Question 3.3.4: A rack-and-pinion, shown in Figure 3.3.3, is used to convert......
A rack-and-pinion, shown in Figure 3.3.3, is used to convert rotation into translation. The input shaft rotates through the angle θ as a result of the torque T produced by a motor. The pinion rotates and causes the rack to translate. Derive the expression for the equivalent inertia I_{{e}} felt on the input shaft. The mass of the rack is m, the inertia of the pinion is I, and its mean radius is R.
The kinetic energy of the system is (neglecting the inertia of the shaft)

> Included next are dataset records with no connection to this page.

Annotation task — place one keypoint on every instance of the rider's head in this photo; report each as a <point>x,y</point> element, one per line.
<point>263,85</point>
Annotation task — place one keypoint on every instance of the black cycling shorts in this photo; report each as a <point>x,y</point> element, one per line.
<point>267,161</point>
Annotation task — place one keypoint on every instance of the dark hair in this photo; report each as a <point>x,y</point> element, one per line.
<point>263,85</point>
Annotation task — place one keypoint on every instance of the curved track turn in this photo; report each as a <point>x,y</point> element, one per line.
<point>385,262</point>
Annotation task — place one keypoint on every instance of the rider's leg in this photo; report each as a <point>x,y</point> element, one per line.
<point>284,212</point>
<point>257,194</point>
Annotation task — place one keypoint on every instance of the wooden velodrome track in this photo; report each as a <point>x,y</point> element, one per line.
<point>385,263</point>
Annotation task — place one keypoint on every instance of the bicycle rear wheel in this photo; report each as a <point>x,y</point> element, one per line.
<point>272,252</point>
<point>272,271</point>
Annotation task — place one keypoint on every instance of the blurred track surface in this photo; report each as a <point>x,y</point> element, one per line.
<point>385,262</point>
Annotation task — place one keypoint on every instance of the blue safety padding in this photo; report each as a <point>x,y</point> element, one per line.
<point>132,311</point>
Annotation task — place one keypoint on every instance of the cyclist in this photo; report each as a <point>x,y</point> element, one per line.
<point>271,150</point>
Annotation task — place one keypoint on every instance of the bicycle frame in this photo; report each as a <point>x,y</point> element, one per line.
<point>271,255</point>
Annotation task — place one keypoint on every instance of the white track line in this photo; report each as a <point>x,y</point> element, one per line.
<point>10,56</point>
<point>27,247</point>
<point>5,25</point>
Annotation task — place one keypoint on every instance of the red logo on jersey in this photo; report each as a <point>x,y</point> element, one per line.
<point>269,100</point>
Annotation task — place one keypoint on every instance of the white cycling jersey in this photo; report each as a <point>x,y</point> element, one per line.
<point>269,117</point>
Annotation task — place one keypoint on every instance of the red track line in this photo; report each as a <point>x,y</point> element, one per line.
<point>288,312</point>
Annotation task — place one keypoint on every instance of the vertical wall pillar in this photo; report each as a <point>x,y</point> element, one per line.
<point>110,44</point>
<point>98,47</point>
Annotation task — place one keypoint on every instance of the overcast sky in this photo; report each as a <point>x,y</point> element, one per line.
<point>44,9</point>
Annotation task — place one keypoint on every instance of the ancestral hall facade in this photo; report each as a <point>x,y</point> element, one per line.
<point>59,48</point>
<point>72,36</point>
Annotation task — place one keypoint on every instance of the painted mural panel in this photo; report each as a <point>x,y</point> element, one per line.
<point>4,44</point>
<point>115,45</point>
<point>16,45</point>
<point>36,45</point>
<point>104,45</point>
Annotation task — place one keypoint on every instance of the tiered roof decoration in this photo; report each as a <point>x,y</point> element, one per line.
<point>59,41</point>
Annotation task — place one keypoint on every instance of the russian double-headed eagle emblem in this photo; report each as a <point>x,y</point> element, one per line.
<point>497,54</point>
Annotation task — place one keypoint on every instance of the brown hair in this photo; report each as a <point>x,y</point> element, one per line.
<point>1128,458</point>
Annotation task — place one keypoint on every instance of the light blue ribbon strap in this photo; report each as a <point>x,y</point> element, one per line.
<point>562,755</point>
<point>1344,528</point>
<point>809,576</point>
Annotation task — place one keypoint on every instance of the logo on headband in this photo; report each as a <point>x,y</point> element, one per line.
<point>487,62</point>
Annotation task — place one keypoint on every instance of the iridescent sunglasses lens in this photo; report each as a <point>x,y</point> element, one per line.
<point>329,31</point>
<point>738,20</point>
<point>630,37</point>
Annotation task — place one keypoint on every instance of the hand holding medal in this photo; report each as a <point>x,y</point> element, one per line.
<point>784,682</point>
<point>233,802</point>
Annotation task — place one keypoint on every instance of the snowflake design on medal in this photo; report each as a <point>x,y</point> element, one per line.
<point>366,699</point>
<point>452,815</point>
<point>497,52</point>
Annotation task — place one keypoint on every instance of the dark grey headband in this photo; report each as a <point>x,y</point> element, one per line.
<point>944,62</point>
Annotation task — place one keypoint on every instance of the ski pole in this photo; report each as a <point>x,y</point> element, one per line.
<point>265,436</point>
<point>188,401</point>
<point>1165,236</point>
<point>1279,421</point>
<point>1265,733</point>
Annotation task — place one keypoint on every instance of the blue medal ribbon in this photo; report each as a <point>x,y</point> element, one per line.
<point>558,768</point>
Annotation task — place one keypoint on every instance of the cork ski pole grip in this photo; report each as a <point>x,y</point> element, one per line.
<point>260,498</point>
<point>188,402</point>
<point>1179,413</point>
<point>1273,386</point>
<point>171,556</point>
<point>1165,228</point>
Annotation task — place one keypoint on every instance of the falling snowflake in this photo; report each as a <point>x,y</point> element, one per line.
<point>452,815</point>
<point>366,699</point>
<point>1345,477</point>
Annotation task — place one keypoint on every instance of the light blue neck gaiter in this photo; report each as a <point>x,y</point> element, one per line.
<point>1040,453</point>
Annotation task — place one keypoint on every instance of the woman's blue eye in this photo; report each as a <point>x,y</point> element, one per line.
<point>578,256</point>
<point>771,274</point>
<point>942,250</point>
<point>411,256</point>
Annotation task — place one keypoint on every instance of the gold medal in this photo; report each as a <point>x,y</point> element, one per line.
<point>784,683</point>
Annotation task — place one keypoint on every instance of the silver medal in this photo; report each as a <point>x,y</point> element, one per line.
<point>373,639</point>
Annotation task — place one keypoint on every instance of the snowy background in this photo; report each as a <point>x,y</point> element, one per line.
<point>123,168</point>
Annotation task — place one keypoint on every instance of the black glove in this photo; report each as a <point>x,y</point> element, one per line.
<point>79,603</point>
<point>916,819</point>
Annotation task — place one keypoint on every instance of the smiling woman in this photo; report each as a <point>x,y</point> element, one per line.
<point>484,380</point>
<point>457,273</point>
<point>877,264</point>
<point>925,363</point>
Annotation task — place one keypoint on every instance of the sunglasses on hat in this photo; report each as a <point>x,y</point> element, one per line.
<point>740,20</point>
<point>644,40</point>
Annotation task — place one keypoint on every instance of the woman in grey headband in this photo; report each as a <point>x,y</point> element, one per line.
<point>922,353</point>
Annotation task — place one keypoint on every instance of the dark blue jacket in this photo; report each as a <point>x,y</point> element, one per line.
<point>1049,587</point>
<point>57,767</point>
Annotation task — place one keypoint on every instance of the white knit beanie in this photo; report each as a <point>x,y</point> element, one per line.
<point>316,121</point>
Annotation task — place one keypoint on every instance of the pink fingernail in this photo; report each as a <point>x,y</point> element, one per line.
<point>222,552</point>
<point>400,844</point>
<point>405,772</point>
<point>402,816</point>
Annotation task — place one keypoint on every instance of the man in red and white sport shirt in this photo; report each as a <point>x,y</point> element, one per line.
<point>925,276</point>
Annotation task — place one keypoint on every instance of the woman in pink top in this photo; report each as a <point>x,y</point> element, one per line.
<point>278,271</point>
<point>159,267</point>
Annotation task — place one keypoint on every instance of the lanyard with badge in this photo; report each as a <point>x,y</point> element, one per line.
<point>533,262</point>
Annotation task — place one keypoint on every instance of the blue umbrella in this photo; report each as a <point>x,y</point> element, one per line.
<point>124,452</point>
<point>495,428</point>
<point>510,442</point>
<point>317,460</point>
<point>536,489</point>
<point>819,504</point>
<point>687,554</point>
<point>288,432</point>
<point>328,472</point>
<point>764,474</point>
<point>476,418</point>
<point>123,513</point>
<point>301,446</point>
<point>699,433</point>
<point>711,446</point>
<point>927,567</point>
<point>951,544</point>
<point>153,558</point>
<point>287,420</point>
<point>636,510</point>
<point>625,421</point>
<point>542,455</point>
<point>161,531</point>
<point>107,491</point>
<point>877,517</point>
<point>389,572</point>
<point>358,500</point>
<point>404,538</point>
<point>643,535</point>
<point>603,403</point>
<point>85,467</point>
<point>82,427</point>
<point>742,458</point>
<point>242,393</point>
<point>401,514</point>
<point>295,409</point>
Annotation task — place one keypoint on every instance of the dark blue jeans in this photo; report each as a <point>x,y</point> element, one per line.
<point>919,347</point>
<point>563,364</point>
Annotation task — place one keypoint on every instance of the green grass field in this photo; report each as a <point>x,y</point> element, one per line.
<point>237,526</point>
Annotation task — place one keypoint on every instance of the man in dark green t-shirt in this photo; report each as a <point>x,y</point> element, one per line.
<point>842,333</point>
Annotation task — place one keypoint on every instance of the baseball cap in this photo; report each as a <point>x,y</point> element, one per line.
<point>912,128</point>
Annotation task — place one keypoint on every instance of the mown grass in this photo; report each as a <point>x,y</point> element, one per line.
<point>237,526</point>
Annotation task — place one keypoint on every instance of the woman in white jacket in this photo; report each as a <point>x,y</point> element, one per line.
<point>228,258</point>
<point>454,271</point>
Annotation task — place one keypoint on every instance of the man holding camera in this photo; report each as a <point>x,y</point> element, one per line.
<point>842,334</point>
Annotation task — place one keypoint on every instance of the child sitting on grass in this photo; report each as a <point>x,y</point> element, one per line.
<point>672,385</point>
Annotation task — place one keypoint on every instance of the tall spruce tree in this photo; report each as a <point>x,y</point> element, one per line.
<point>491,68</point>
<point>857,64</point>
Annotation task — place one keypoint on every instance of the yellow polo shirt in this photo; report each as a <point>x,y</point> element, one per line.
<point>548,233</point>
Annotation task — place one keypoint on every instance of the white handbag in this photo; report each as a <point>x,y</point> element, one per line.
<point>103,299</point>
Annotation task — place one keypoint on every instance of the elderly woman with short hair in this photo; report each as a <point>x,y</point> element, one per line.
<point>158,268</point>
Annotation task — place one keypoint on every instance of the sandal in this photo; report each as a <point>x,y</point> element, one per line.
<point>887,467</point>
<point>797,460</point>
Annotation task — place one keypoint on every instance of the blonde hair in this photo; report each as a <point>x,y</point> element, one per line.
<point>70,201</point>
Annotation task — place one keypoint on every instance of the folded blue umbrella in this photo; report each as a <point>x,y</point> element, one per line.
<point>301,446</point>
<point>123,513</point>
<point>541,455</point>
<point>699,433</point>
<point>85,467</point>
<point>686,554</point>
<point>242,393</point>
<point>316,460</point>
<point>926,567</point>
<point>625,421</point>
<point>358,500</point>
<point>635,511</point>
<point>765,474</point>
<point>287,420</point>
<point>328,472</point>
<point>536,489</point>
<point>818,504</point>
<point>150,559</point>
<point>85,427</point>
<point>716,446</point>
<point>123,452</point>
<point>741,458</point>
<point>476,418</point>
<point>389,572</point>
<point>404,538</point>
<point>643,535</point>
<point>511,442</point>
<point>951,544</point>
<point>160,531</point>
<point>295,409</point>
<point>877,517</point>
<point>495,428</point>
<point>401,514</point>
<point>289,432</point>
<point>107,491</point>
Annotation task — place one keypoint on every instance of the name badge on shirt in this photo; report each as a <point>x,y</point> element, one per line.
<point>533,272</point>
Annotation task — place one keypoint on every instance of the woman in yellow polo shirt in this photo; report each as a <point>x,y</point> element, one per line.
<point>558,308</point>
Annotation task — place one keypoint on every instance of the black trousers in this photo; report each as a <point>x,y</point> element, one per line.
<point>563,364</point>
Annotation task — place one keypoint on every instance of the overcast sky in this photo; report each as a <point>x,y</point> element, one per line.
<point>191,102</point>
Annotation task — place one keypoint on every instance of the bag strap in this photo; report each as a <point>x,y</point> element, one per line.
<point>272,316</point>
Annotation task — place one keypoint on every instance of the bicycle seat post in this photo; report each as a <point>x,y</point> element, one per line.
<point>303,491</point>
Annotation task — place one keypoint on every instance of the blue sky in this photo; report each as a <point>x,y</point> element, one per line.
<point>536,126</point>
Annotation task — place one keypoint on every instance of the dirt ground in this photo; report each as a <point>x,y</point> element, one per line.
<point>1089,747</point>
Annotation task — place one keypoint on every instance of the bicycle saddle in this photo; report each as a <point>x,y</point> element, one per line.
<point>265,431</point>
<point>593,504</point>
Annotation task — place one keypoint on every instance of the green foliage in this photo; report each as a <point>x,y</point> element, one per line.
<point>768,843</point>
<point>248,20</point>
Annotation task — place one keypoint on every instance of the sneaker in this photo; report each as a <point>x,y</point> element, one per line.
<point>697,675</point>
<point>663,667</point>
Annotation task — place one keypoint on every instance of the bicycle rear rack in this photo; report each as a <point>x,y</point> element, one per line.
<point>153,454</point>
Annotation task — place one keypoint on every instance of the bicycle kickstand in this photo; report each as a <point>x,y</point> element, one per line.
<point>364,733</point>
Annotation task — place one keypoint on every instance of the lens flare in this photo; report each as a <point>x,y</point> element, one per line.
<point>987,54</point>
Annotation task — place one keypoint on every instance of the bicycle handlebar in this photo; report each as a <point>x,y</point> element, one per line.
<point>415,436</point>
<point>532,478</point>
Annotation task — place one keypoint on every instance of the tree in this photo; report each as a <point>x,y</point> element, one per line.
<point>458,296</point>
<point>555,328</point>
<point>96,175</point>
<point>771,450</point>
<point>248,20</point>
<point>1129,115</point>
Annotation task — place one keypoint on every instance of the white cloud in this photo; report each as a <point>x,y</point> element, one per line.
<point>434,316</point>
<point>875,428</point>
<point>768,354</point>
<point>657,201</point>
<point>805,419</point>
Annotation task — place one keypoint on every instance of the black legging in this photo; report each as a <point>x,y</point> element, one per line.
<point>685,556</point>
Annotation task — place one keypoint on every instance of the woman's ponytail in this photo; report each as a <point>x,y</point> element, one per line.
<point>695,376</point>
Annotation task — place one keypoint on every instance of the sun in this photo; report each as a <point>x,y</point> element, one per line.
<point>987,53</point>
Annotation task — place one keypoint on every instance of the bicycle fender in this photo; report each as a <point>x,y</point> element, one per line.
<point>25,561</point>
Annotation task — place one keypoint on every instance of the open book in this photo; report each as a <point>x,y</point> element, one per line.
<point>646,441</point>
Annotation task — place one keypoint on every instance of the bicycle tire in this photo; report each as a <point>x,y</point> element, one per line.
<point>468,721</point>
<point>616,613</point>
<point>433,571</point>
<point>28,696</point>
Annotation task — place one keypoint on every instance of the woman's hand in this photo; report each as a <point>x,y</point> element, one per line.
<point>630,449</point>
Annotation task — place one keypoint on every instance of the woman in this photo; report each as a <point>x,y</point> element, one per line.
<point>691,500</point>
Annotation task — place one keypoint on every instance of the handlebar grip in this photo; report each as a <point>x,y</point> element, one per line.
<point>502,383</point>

\mathrm{KE}={\frac{1}{2}}m\dot{x}^{2}+\frac{1}{2}{ I}\dot{\theta}^{2}where \dot{x} is the velocity of the rack and \dot{\theta} is the angular velocity of the pinion and shaft. From geometry, x = Rθ, and thus \dot{x}=R\dot{\theta}. Substituting for \dot{x} in the expression for KE, we obtain
{\mathrm{KE}}={\frac{1}{2}}m\left(R{\dot{\theta}}\right)^{2}+{\frac{1}{2}}I{\dot{\theta}}^{2}={\frac{1}{2}}\left(m R^{2}+I\right){\dot{\theta}}^{2}Thus the equivalent inertia felt on the shaft is
I_{e}=m R^{2}+I (1)
and the model of the system’s dynamics is I_{e}{\ddot{\theta}}=T, which can be expressed in terms of x as I_{e}{\ddot{x}}=R T.